If you use Schwab’s StreetSmart Edge, let me know and I can walk you through the set up.
Best,
Barry
Marsha and Barry,
Here are some of the IV numbers from my broker. The image is AMD for options that expire on Dec. 3. Are any of these the IV numbers you are using to avoid high IV stocks? What should I be looking for–am I looking for numbers in a certain range?
William,
You can use the ATM IV for the period that you are trading (i.e.: weeklies, monthlies, etc). you can also use the “Beta” metric in the Premium Member Weekly Stock Report. This is the relative performance of the stock in question compared to the S&P 500 over a one-year period (IBD version). Some sites measure the Beta over different time periods but we have been using the IBD definition since the beginning.
The range is dependent on your own risk tolerance. A Beta of 1.0 means that the stock/ETF in question will move in step with the S&P 500. For example, if the S&P increases $1.00, the stock/ETF will increase $1.00 and will decrease $1.00 if the S&P 500 decreases by $1.00. A beta of !.5 means that the stock/ETF will increase by $1.50 for every $1.00 increase in the S&P 500. Similarly, the stock/ETF will decrease by $1.50 for every decrease of $1.00 in the S&P 500.
The higher IV stocks also will have a higher Beta. So you can use the Beta in our report to help you decide on which stocks you want to trade. Same thing for IV on your broker’s platform. The higher the IV or Beta, the more volatile the stock/ETF is. Hence, increased risk with higher IV/Beta stocks. Only you can determine what the appropriate risk is for your investments and trades.
I hope this helps…
Best,
Barry
Alan,
If we roll down and put in a btc limit order, what prpice do we base the limit order on? Do we use both premiums or only the second?
Thanks a lot,
Dennis
Dennis,
The 20%/10% guidelines are based on the premium of the last option sold.
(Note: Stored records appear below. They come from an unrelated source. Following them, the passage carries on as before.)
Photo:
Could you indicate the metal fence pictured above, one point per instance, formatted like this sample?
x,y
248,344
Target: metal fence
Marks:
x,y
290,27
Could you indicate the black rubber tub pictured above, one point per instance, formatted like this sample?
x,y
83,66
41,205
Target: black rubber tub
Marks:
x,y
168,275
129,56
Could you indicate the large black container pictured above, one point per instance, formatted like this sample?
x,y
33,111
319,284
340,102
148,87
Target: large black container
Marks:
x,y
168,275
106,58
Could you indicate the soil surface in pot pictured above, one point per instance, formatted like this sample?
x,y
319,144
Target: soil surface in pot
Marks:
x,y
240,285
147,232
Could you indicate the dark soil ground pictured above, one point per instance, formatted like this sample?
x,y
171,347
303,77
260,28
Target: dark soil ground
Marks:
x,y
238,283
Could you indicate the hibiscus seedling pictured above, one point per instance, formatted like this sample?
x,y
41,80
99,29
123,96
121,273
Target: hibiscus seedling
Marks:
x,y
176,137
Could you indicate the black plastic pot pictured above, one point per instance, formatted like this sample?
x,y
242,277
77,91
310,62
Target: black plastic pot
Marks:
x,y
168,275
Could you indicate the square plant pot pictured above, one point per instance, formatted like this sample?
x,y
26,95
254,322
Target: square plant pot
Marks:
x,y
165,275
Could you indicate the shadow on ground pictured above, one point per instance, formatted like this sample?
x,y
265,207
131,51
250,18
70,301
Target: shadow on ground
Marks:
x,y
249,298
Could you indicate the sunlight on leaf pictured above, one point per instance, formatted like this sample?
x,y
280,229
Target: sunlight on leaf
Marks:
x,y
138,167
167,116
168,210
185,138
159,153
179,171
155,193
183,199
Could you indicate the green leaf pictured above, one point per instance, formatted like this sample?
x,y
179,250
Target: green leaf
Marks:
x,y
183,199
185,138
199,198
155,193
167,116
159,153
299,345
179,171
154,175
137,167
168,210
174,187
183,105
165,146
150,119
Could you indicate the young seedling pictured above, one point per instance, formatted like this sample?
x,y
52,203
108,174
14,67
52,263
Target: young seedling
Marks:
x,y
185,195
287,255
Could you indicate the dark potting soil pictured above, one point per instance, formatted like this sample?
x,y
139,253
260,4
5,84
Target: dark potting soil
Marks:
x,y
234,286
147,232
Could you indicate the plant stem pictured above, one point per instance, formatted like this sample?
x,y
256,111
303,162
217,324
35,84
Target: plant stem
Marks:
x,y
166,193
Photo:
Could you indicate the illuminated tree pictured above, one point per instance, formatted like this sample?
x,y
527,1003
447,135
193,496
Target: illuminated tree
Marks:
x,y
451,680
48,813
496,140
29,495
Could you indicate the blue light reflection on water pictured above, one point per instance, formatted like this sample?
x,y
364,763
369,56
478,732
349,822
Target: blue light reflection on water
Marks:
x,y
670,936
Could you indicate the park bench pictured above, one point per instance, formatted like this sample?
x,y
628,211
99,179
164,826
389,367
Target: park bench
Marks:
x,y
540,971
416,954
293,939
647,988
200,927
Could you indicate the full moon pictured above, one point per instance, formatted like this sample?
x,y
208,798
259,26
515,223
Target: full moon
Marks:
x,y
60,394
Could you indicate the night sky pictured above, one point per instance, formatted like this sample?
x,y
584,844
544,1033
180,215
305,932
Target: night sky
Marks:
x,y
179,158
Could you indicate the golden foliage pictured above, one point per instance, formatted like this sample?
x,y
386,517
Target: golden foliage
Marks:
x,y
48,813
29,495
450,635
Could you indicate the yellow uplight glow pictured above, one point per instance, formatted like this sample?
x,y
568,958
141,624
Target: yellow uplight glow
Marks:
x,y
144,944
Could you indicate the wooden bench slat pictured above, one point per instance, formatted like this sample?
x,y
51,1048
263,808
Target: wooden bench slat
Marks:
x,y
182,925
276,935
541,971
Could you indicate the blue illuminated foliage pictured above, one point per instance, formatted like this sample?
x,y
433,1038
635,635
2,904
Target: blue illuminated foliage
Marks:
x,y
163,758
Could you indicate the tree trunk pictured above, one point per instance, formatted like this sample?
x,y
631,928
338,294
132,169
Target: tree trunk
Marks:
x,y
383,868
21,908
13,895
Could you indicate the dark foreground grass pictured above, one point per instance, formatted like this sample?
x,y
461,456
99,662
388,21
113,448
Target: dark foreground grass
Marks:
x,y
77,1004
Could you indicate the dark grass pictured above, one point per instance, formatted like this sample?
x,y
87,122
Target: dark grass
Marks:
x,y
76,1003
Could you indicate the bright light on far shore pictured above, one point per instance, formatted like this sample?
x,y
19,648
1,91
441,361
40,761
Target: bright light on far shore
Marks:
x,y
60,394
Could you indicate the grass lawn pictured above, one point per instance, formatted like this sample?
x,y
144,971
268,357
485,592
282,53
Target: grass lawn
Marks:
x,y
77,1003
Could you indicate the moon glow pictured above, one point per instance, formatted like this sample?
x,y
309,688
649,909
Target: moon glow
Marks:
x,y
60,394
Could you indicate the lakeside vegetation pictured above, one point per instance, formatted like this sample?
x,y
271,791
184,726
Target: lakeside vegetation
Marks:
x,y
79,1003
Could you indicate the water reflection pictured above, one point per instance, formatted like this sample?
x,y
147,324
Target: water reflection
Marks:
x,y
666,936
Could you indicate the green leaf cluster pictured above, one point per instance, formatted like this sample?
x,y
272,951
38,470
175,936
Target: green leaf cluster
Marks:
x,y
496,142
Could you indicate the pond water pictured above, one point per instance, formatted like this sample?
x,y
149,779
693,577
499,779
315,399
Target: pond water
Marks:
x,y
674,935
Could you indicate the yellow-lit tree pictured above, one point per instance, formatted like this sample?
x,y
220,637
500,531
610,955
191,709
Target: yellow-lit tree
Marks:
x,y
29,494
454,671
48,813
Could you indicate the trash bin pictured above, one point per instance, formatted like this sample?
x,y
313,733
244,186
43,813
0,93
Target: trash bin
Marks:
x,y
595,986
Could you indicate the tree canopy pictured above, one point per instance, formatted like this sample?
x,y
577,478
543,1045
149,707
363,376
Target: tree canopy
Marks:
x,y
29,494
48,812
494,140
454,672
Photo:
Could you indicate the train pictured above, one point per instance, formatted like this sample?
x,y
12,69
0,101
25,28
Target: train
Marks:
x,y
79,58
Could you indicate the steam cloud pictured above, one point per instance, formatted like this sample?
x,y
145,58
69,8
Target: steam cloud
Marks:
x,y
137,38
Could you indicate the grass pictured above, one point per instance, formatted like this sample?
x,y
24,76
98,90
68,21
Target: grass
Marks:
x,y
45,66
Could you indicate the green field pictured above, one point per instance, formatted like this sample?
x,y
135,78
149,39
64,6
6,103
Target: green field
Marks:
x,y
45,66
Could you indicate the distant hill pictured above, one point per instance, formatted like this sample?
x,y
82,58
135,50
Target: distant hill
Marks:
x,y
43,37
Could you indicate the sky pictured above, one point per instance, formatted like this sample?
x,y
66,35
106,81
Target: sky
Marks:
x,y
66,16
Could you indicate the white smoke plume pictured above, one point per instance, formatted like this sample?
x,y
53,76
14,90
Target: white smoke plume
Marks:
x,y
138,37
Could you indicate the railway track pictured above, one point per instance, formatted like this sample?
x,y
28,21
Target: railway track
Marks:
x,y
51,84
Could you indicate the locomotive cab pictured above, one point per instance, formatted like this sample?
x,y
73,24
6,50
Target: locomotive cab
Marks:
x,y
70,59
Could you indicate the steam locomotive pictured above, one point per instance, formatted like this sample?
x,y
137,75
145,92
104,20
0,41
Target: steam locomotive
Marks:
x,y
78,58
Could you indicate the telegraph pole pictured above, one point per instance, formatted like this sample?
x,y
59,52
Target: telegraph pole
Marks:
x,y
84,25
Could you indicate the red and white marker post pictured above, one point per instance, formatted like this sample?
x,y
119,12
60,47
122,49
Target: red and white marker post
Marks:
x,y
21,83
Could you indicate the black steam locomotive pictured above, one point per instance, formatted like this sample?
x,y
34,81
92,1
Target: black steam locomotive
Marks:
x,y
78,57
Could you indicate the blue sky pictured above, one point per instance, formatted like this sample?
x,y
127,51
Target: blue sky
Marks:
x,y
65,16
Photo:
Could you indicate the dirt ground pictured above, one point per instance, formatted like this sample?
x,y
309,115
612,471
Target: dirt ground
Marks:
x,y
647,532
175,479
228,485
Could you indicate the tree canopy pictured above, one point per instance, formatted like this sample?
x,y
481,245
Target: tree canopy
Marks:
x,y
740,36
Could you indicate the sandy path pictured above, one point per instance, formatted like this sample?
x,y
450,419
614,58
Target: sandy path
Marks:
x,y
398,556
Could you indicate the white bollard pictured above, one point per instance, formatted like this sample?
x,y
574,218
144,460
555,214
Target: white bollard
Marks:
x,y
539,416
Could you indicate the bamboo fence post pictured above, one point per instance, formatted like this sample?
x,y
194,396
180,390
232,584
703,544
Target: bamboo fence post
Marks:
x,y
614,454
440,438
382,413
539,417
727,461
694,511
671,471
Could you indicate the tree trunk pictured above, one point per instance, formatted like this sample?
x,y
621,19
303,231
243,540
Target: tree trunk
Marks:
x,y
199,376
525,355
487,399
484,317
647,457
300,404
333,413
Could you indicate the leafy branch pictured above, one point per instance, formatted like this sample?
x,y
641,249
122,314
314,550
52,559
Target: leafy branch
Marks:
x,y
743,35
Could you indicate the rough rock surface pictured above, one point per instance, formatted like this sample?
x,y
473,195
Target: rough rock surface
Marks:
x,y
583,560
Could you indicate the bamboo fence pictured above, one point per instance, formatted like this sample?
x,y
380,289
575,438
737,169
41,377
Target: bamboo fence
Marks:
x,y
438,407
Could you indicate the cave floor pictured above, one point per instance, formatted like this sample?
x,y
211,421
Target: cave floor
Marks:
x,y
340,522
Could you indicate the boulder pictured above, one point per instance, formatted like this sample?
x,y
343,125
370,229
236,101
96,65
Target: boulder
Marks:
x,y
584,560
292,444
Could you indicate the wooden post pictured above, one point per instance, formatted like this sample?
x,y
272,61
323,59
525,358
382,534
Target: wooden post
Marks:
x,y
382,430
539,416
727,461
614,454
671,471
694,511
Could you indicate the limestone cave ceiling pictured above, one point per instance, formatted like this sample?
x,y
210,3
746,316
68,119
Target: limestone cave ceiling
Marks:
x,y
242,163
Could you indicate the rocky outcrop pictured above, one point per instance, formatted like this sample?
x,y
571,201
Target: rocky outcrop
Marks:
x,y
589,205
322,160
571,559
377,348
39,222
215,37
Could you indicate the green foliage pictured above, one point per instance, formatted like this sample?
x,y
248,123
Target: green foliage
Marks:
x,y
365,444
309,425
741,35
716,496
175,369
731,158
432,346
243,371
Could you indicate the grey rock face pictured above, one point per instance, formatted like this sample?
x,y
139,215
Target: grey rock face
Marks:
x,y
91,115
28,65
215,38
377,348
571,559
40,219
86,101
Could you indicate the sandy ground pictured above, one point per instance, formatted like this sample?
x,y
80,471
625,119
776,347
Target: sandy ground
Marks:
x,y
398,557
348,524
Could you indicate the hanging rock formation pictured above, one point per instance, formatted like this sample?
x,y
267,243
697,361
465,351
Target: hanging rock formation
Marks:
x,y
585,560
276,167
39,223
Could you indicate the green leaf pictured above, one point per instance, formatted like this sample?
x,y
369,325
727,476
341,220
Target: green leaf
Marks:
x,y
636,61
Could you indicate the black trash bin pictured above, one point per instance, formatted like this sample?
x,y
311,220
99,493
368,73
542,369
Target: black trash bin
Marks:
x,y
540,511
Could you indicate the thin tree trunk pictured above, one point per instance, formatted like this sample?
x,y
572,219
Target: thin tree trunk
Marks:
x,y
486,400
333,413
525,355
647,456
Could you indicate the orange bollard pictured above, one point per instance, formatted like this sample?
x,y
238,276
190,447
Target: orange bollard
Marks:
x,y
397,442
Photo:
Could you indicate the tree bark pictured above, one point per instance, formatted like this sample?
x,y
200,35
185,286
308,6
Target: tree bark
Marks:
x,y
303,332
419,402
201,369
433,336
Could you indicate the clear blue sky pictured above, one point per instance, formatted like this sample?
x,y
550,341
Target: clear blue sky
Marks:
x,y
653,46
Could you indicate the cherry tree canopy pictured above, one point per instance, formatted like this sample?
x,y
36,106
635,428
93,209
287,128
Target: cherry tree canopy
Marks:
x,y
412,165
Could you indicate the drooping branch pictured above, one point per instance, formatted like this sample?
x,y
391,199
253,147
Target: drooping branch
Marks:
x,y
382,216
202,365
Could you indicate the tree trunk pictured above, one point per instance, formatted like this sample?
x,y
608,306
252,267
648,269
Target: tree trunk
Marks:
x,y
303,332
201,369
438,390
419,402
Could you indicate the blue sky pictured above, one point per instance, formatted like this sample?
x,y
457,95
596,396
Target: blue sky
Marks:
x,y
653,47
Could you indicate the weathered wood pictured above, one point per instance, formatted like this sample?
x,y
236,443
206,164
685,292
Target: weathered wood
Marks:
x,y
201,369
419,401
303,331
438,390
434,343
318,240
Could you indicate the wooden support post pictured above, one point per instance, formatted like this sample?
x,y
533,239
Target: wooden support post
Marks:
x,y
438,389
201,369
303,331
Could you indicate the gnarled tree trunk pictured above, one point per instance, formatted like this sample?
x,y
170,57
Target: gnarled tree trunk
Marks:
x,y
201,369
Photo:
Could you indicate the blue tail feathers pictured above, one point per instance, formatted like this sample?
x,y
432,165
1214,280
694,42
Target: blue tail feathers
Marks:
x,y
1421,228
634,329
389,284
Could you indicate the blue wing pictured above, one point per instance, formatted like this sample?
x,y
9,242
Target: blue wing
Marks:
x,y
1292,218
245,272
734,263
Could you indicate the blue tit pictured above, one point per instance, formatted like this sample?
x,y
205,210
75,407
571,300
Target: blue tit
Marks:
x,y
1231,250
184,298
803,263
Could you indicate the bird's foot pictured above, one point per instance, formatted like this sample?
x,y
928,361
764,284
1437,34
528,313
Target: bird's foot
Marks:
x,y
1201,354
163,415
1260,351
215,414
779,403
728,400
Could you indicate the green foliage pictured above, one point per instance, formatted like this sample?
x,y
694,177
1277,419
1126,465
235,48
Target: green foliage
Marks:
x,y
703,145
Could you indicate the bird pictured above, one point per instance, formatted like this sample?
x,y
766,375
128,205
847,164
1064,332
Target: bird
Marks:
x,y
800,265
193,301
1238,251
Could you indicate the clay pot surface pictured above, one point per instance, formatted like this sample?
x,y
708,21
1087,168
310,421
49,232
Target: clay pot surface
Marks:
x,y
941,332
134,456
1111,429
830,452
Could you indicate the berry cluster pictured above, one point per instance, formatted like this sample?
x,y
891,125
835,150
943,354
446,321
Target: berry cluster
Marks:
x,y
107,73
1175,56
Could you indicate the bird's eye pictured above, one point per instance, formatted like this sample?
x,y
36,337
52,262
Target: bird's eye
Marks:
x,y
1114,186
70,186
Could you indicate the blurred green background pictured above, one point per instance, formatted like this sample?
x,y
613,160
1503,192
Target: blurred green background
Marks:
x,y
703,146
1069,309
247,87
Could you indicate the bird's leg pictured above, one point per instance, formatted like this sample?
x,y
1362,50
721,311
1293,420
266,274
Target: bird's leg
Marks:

Previous stats are not factored in.
Alan
Premium members:
This week’s 4-page report of top-performing ETFs and analysis of the top-performing Select Sector SPDRs has been uploaded to your premium site. One and three-month analysis are included in the report. Weekly performance has also been incorporated into the report although not part of the screening process. Weekly option availability and implied volatility stats are also incorporated.
The mid-week market tone is located on page 1 of the report.
New members check out our ongoing and never-ending training videos (“Ask Alan” and Blue Hour webinars). We add at least one new video each month. Only premium members have access to the entire library of these training tools.
For your convenience, here is the link to login to the premium site:
https://www.thebluecollarinvestor.com/member/login.php
NOT A PREMIUM MEMBER? Check out this link:
https://www.thebluecollarinvestor.com/membership.shtml
Alan and the BCI team
Alan,
What are you using as an exit point when trading QQQ weeklies?
Thanks
Fred
Fred,
Which strategy are you using… traditional, Delta or IV?
I will usually close when share price moves below the OTM put strike by the amount of the premium originally generated. In the current unexpected high volatility environment, reaching that threshold becomes more likely. Also, in many cases, I write puts on shares I wouldn’t mind owning in my portfolio so I will “allow” assignment and then write covered calls on that security to continue the cash-generating process.